Build system basics

Having a build system in a project is something many developers take for granted, never paying attention to the work involved in maintaining the build's quality and health. Can we identify whether a build system is good or not?

During my first years as a software engineer, I would feel like there was something wrong with the way we built our project; but being my first job and being mostly ignorant on build systems, I assumed we did things right. Until I decided to study a bit on the topic - oh was I wrong.

This post is meant as a high level introduction to building C++ software.

To build

On a high level, building a project is a two-step process: first, a set of build files is converted into build artifacts. Then, a subset of those build artifacts is moved into some installation directory.

example 1

The first step is where the compiler and linker are involved, doing most of the work. But a lot more can happen in this stage, like running scripts to generate code, creating test inputs, generating documentation, etc.

In the second step, some build artifacts are moved into an installation directory, making the project available to anyone in the system. It's possible for developers to skip the installation step when developing, because developers can execute all components of the project using the build artifacts alone.
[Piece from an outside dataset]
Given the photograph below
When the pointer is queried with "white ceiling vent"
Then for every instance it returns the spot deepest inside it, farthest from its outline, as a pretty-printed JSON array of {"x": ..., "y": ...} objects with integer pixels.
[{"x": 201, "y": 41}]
In the steps above, we have identified three important directories:

  1. Source directory, where the source files are located.
  2. Build directory, where the build artifacts are placed.
  3. Install directory, where the installed program is placed.

example 2

A wrong way to build

In some build methods, the source directory and the build directory are the same, this is known as an in-source build:

example 3

In other words, source code, scripts and test inputs are all in the same directory as object files, script-generated code, compiled libraries and executables, automatically generated documentation, etc.

Let's pause here for a moment and consider the implications of this build method:

  1. The version control system has to distinguish between files that should be committed and files that are build artifacts.
  2. Because the build process places files in the same directory where source code is located, it needs special care not to overwrite or delete important files1.
  3. Cleaning a build (deleting all build artifacts) becomes a non-trivial task.
  4. Sharing the same source files for independent builds becomes non-trivial (more on this later).

Note that it's possible to overcome each of those problems at the cost of added complexity. However, when striving for simplicity, we must ask if there are simpler ways of achieving the goals above; the answer is yes.

A cleaner approach

The build method in which the source and build directories are distinct is called an out-of-source build. The complete separation between source files and build artifacts makes for a simpler and more practical organization of the project:

  1. A file is under version control if and only if it is inside the source directory.
  2. The build process only ever outputs files to the build directory, therefore there is no risk of changing the source material.
  3. Cleaning a build is simple: rm -r <build_directory>.
  4. Because the source directory is not aware of the build directory, the same source can easily be used for multiple builds.

This last point is so important that it deserves elaborating. Let's imagine a scenario where we have to develop an application on both Windows and Linux. We can place the source directory in network storage, and maintain build directories in the local (faster) storage of each system. One build does not affect the other by design.

Suppose that building on debug mode is expensive, so we don't want to do it all the time. When we want debug mode because of a faulty change, we simply create another build directory, configure it to debug, and build. There is no need to clone the repository and to apply the faulty changes on top of the new copy.

Suppose that we want to compare the performance of an application when built with two different compilers. We simply keep two distinct build directories, one for each compiler.

example 4

Systematically building

We've talked about what it means to build software, but this article started talking about build systems. What is a build system?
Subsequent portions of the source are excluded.